Operation Verification
I confirmed in WAF logs that the system is operating as designed. The following is a log record at the time of rate exceedance.
{
"timestamp": 1781595891917,
"terminatingRuleId": "Monetize-HeadlessBot",
"terminatingRuleType": "REGULAR",
"action": "MONETIZE",
"rateBasedRuleList": [
{
"rateBasedRuleName": "RateLabel-HeadlessBot",
"limitKey": "IP",
"maxRateAllowed": 100,
"evaluationWindowSec": 60
}
],
"nonTerminatingMatchingRules": [
{
"ruleId": "RateLabel-HeadlessBot",
"action": "COUNT"
}
],
"responseCodeSent": 402,
"httpRequest": {
"clientIp": "216.198.x.x",
"country": "US",
"uri": "/articles/securityhub-amazon-managed-grafana",
"httpVersion": "HTTP/2.0",
"httpMethod": "GET",
"headers": [
{"name": "user-agent", "value": "Mozilla/5.0 (Macintosh; ...) Chrome/114.0.0.0 Safari/537.36"},
{"name": "accept-language", "value": "en"}
]
},
"labels": [
{"name": "awswaf:xxxxxxxxxxxx:webacl:devio2024-waf-bot-webacl:custom:rate-exceeded:headless-bot"}
],
"ja3Fingerprint": "885a2f978c1b08c89c8baba21a1625b5",
"ja4Fingerprint": "t13d1516h2_8daaf6152771_d8a2da3f94cd"
}
From this log, the two-stage operation can be confirmed.
- The RateBased rule (Count) is recorded in
nonTerminatingMatchingRules→ Evidence that the request was not terminated but had a label attached and was passed to subsequent processing terminatingRuleIdis the Monetize rule → The Monetize rule ultimately terminated and returned 402- The rate exceedance label is attached in
labels→ The label linkage from RateBased to Monetize is functioning
For all 3 IPs in the target IP range, 402 was triggered upon rate exceedance.
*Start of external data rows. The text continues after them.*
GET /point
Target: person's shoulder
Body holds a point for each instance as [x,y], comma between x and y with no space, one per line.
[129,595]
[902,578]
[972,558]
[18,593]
On the other hand, I confirmed that access from the same source within the threshold (100 requests or fewer per 60 seconds) is permitted normally with action: ALLOW, and that switching occurs according to rate status.
For details on the x402 price manifest (payment information included in the 402 response body), please refer to the previous article.
Operational Notes and Future Plans
402 does not guarantee request stoppage. Unless the bot side changes its behavior, requests will continue to reach CloudFront/WAF.
Future plans are as follows.
- If payment is confirmed: Change CurrencyMode to
REALand migrate to Base mainnet. Proceed with wallet (Base-compatible) setup for receiving payments - If neither payment nor stoppage occurs: Migrate to Block target as a request source showing no prospect of improvement. 402 is a temporary grace measure
- IaC: The current state is a manual change outside CloudFormation management, causing drift. Planning to migrate to IaC after CFn support is added
Effectiveness measurement (changes in access volume and impact on GA4) is outside the scope of this article. I plan to conduct a separate verification after a sufficient period has passed since application.
Summary
In response to large-scale crawling by automated access suspected of UA spoofing, I implemented a response using AWS WAF's Monetize feature to return 402 Payment Required. 402 is a signal of "transaction" rather than "hostility," leaving options open for the other party. Which of Block / Challenge / 402 to choose is a judgment based on the nature of the accessing entity and the risk of misidentification. Technically, a two-stage configuration of RateBased (Count) + Monetize achieves "allow normal volume, charge for excess." The configuration allows for staged migration to REAL after confirming operation in TEST mode.